They could make the pin process intentionally slow… maybe with some number of iterations… and as computers get faster they can just update the number of iterations required…
If the PIN is local, only a secure element type of chip could meaningfully enforce this restriction. Otherwise, whatever memory or disk stores the secret encrypted only by the 4-digit PIN could still be brute forced. Just disabling entering a PIN in the UI would not be enough for security.
An Nvidia RTX 4090 can crack a 4 digit pin using PBKDF2 with 200k iterations in less than a quarter of a second. Argon2 is definitely the better option, but even at 1 hash per second, that's less 3 hours.
> [...] As a comparison baseline, a 2.4 GHz Core2 CPU can perform about 2.3 millions of elementary SHA-256 computations per second (with a single core), so this would imply, on that CPU, about 20000 rounds to achieve the "8 milliseconds" goal.
So you'll need something that takes at least as long as entering your full password, at which point you basically could enter the full password (from a UX perspective). They PIN is here to make it faster and it will always be security vs. ease-of-use.
It already is intentionally "slow". However, for a 4 digit pin there are only 10 thousand combinations.

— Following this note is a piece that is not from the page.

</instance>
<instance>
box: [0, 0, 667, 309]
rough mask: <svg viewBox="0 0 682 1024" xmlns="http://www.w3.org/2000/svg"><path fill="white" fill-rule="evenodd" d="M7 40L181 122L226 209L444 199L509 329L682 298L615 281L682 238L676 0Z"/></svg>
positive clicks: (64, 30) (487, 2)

It is not practical for it to be so slow that 10000x it is an infeasible amount of time. Not only would the user have to way too long on each entry, the attacker could just use faster hardware.
Or multiple machines. There are about 31k seconds in a year. 3.1 seconds per iteration seems already slow as a response time to unlock a db so it's about one year for those 10000 attempts. Split it between 10 machines by first digit, it's down to a little more than one month. Split it between 100 machines by the first two digits and it's down to half a week.
A four digit PIN is poor security. What Bitwarden could do is removing that feature.
Split it to 5000 machines, which will be "quite easy to get" for a computation that takes a single line in most languages. Then we're talking about 6 seconds and 50% success on first try.
That's a bit like putting a website password check in the client-side JavaScript. Attacker removes lockout, continues brute-forcing.
There really isn't a solution if the entropy is low and the enforcement mechanisms are in the hands of the attacker. Even a TPM or secure element is just a financial obstacle to a sufficiently motivated attacker.